Sunday, December 07, 2008

Motherhood Milestone

December 7, 2008 will be a day that lives on forever.
Annika ate peas - willingly!

I offered her a salad, and she dug into it. She avoided any lettuce with a hint of dressing, and started scooping up the "beans." She gobbled them up and went back to her pizza. She asked what kind of beans they were and I said "sweet peas." And, then she had a story about teachers planting sweet peas at her daycare years ago.

Here's the timeline of events:

0-7 years: cried, gagged (!), protested, negotiated and segregated green peas.

3 years: introduced her to raw sugar snap peas and that went well (sans dressing/dips).

5 years: introduced her to edamame with extra salt. I get the edamame in the pod and I steam/salt them. It's more rewarding to eat the bean after one has worked at it.

5-6 years: introduced frozen snap peas and it wasn't welcomed.

7 years: she ate the frozen snap peas without protest.
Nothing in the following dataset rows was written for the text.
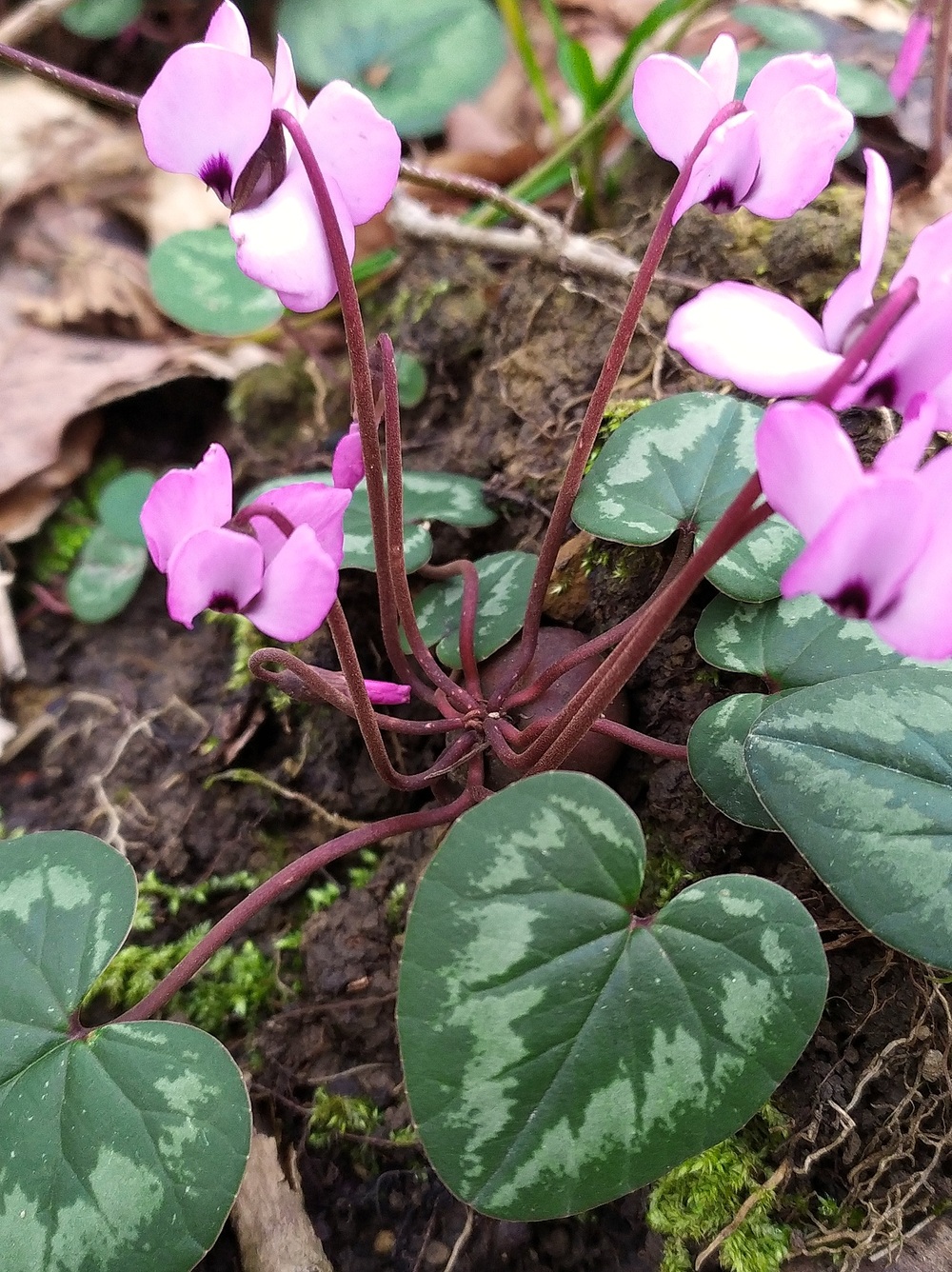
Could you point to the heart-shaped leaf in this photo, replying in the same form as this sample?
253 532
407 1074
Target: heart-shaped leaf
124 1147
106 575
789 643
558 1052
858 773
414 60
426 496
505 580
197 283
716 758
680 462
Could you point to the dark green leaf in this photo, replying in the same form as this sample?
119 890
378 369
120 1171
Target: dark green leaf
124 1147
197 283
558 1055
106 576
414 60
788 30
426 496
863 91
716 758
789 643
682 462
101 19
505 580
121 503
858 773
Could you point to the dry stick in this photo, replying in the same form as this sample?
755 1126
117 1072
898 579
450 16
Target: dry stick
588 428
607 639
79 84
367 716
553 245
455 693
938 113
284 882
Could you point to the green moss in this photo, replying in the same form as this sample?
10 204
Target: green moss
236 987
698 1200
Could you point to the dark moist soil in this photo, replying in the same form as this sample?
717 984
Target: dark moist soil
129 722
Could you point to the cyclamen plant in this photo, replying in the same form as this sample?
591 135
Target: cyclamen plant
561 1047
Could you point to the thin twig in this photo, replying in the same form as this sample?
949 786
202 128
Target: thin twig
30 18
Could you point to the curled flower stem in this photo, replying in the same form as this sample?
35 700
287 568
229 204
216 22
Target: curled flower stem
364 707
569 725
79 84
591 423
306 684
641 741
279 885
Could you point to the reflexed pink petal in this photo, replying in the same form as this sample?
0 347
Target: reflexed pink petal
799 145
910 55
720 69
724 169
929 258
856 292
807 465
861 559
921 625
356 148
903 453
228 30
187 500
783 74
281 243
213 567
347 468
763 343
661 80
298 590
307 503
287 95
189 118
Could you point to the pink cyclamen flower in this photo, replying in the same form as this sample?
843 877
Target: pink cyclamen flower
774 156
910 53
383 692
765 344
347 467
209 112
879 540
276 561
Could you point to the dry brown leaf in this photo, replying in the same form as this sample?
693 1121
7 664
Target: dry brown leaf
915 208
269 1220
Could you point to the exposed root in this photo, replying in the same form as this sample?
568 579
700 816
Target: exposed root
896 1174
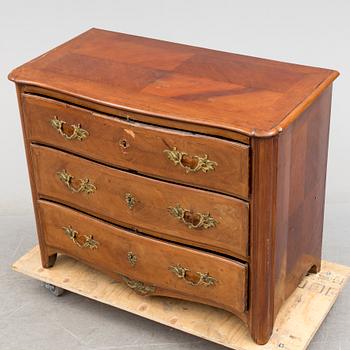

7 years: she ate the peas from my salad. These were frozen peas, which I microwaved for 1 minute and tossed in salad.
I'm really excited because it proves
1. You have to keep trying, even if it takes years.
2. Children eat what parents eat. Why should a child eat vegetables if parents do not?
3. Food marketing works. Two key words have been "sugar" and "sweet," which helped promote this vegetable.

4 comments:

ZenDenizen said...

I like how you documented the evolution of peas. I refused to eat coriander when I was that age.

Indigo B. said...

I'm trying not to freak out with her picky habits because I remember I ate my first tomato when I was 12.

J.Doe said...

I hide Ds peas in a spoonful of banas or some other fruit. It looks gross but she eats it.

Anonymous said...

I challenge you to introduce okra at year 8. It will take atleast another 20 before she warms up to it. Might as well start early.